One in seven people planning to retire this year will be doing so without a pension, according to new figures from Prudential.
The research is part of Prudential’s latest annual “Class of…” survey, which records the future plans and aspirations of people planning to retire this year.
Fourteen percent of those retiring this year will have no personal pension in place, and be heavily or totally dependent on the State Pension for their retirement income. For the average person retiring this year, the State Pension will account for 35% of their retirement income.
Worryingly, the figures indicate that almost 1 in 5 of the class of 2014 will retire with an income below the Minimum Income Standard, as defined by the Joseph Rowntree Foundation (JRF). The JRF estimates that a single pensioner needs an income of at least £8,600 a year to reach a minimum socially acceptable standard of living. A retired couple would need more than £12,500.
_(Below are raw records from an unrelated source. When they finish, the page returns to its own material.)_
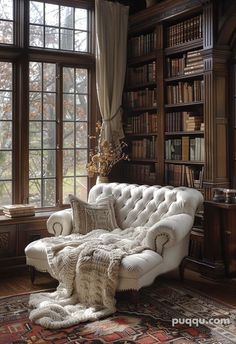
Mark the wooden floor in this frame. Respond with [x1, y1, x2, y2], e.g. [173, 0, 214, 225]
[0, 267, 236, 306]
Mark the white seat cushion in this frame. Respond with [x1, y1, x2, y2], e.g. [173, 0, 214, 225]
[25, 239, 163, 280]
[119, 250, 162, 279]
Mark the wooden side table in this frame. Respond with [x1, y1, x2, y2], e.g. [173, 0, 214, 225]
[180, 201, 236, 280]
[204, 201, 236, 278]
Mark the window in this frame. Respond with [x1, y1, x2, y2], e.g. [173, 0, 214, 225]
[29, 1, 89, 52]
[0, 0, 94, 209]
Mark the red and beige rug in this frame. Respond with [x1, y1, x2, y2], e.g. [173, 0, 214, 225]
[0, 279, 236, 343]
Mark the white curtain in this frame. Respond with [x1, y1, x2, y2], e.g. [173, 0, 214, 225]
[95, 0, 129, 146]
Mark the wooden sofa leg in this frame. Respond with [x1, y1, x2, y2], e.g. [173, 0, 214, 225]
[29, 266, 36, 284]
[179, 258, 186, 282]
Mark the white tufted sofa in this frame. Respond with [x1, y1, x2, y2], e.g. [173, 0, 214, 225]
[25, 183, 203, 290]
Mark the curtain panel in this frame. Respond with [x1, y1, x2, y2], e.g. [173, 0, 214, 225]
[95, 0, 129, 146]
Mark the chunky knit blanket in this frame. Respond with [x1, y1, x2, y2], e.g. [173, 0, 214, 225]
[29, 226, 169, 329]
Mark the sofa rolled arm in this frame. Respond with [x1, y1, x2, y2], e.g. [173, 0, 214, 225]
[47, 208, 73, 236]
[145, 213, 194, 254]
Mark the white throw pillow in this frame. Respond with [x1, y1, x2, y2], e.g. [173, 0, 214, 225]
[68, 194, 119, 235]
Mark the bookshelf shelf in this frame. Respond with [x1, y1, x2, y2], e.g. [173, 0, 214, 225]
[165, 160, 204, 165]
[127, 51, 157, 66]
[165, 131, 204, 136]
[126, 81, 157, 91]
[164, 39, 203, 56]
[124, 106, 158, 113]
[164, 73, 203, 83]
[165, 101, 203, 109]
[130, 158, 157, 163]
[126, 132, 158, 137]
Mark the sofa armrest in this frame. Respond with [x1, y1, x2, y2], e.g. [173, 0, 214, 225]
[145, 213, 194, 254]
[47, 209, 73, 236]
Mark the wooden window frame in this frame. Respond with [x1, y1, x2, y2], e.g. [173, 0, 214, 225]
[0, 0, 96, 213]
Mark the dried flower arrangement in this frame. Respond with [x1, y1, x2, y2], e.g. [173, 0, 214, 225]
[86, 122, 129, 178]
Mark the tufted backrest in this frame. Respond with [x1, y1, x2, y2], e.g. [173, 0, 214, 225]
[88, 183, 203, 230]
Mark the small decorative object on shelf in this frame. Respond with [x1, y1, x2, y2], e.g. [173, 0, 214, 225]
[87, 122, 129, 181]
[223, 189, 236, 204]
[2, 204, 35, 218]
[212, 188, 225, 202]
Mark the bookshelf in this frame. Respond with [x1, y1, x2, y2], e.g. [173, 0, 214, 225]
[123, 26, 162, 185]
[164, 14, 205, 188]
[121, 0, 231, 277]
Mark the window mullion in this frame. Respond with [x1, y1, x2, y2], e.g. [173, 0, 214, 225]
[56, 63, 63, 206]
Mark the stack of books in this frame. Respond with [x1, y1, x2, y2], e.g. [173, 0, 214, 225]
[2, 204, 35, 218]
[184, 50, 204, 75]
[184, 114, 203, 131]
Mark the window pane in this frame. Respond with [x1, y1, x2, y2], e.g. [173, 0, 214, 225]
[0, 151, 12, 179]
[76, 69, 87, 93]
[76, 177, 87, 201]
[29, 122, 42, 149]
[29, 62, 57, 208]
[76, 122, 87, 148]
[0, 60, 12, 206]
[30, 1, 44, 24]
[75, 8, 87, 30]
[29, 179, 41, 207]
[75, 31, 87, 52]
[60, 29, 73, 50]
[43, 179, 56, 206]
[0, 0, 13, 20]
[29, 25, 44, 47]
[43, 64, 56, 92]
[63, 150, 74, 177]
[63, 122, 74, 148]
[76, 94, 87, 121]
[0, 121, 12, 149]
[63, 177, 75, 202]
[29, 151, 42, 178]
[29, 62, 42, 91]
[0, 62, 12, 90]
[76, 150, 87, 175]
[45, 27, 59, 49]
[43, 150, 56, 177]
[0, 91, 12, 120]
[29, 92, 42, 120]
[45, 3, 59, 26]
[62, 67, 88, 204]
[63, 94, 74, 120]
[43, 93, 56, 120]
[61, 6, 73, 29]
[0, 20, 13, 44]
[0, 181, 12, 206]
[63, 68, 74, 93]
[43, 122, 56, 148]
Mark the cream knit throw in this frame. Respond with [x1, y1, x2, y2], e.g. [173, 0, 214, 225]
[29, 226, 166, 329]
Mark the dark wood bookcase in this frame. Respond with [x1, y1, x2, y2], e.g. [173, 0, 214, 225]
[121, 0, 234, 277]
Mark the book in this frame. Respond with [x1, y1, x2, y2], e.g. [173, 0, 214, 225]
[2, 204, 34, 211]
[3, 211, 35, 218]
[3, 203, 35, 218]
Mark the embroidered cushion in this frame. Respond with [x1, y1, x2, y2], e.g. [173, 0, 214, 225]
[68, 194, 118, 234]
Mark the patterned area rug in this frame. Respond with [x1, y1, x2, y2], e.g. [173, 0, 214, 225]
[0, 279, 236, 344]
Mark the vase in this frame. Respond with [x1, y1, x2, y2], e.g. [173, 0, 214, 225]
[96, 176, 109, 184]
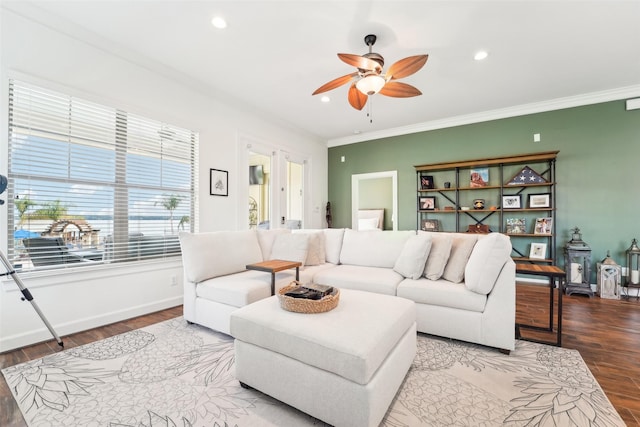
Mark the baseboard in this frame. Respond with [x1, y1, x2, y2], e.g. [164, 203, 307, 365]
[0, 296, 182, 353]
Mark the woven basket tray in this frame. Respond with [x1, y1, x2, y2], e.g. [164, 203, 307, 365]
[278, 281, 340, 314]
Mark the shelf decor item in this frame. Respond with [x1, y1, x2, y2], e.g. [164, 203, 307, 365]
[421, 219, 439, 231]
[473, 199, 485, 209]
[506, 218, 526, 234]
[502, 194, 521, 209]
[529, 242, 547, 260]
[418, 196, 436, 210]
[420, 175, 434, 190]
[469, 167, 489, 187]
[534, 217, 553, 235]
[506, 166, 548, 185]
[528, 193, 551, 208]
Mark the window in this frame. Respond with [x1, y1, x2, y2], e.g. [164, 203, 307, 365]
[7, 80, 198, 271]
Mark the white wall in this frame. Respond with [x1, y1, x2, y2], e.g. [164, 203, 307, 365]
[0, 5, 327, 352]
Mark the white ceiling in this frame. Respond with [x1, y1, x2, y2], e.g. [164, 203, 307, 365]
[11, 0, 640, 145]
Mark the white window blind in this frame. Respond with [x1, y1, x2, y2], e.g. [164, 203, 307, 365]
[7, 79, 198, 271]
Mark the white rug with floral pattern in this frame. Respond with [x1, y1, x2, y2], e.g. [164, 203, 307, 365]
[2, 317, 624, 426]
According to the report, women are almost three times as likely as men to retire with only the State Pension; 20% of women have no pension savings compared to 7% of men.
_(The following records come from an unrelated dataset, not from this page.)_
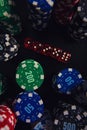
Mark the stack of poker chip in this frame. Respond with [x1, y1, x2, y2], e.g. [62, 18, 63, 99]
[0, 33, 19, 61]
[32, 109, 53, 130]
[53, 0, 79, 25]
[68, 0, 87, 40]
[0, 73, 7, 96]
[0, 0, 22, 35]
[52, 68, 83, 94]
[52, 102, 87, 130]
[15, 59, 45, 125]
[0, 105, 17, 130]
[15, 59, 44, 91]
[13, 91, 44, 123]
[26, 0, 55, 31]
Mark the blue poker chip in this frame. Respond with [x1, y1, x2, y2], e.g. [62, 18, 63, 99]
[13, 91, 44, 123]
[27, 0, 55, 11]
[52, 68, 83, 94]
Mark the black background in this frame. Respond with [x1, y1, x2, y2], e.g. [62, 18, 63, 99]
[0, 0, 87, 129]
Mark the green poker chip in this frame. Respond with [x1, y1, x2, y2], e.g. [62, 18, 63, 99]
[0, 0, 15, 18]
[16, 59, 44, 91]
[0, 0, 22, 35]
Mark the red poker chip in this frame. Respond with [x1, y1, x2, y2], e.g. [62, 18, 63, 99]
[0, 105, 17, 130]
[53, 0, 79, 25]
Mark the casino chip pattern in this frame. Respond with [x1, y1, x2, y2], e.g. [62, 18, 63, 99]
[24, 37, 71, 63]
[0, 0, 87, 130]
[0, 33, 19, 61]
[26, 0, 55, 31]
[13, 91, 44, 123]
[52, 102, 87, 130]
[0, 0, 87, 41]
[16, 59, 44, 91]
[0, 105, 17, 130]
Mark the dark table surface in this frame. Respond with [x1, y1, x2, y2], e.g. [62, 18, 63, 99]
[0, 0, 87, 129]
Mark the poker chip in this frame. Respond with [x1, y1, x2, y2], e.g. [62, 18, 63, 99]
[52, 68, 83, 94]
[26, 0, 55, 31]
[24, 38, 71, 63]
[28, 0, 54, 11]
[0, 33, 19, 61]
[53, 0, 79, 25]
[0, 0, 22, 35]
[0, 73, 7, 95]
[33, 109, 53, 130]
[52, 102, 87, 130]
[16, 59, 44, 91]
[0, 105, 17, 130]
[13, 91, 44, 123]
[68, 0, 87, 40]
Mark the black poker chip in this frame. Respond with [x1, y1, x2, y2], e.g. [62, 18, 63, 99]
[0, 33, 19, 61]
[26, 0, 55, 31]
[33, 109, 53, 130]
[52, 102, 87, 130]
[71, 80, 87, 108]
[68, 0, 87, 40]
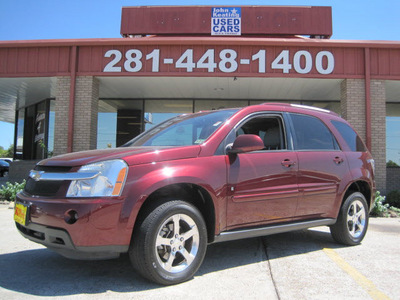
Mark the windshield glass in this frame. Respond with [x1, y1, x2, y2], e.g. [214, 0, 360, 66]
[123, 109, 238, 147]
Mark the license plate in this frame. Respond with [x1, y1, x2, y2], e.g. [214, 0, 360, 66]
[14, 202, 28, 226]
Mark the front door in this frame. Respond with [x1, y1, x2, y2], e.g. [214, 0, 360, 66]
[225, 114, 299, 228]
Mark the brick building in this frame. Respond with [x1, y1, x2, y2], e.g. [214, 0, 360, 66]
[0, 6, 399, 193]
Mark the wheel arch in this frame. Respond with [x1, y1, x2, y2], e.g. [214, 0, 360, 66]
[132, 183, 216, 244]
[342, 180, 373, 210]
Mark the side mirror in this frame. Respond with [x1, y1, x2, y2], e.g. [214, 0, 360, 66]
[227, 134, 265, 154]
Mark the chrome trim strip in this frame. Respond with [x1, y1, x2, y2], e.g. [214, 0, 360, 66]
[29, 170, 99, 181]
[213, 218, 336, 243]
Vince Smith-Hughes, retirement income expert at Prudential, commented on the findings:
“The changes to pensions and how people can take their retirement income announced in the Budget last month will provide savers and retirees with more choices. However they don’t alter the fundamental fact that many people are not saving enough for a comfortable retirement.”
“It is also important to avoid falling into the trap of overestimating the contribution that the State will make to your retirement income, as the State Pension alone is barely sufficient.”
“Simply saving as much as possible as early as possible in your working life and seeking professional financial advice in the run up to retirement will help to make the most of your savings when you’re ready to stop working.”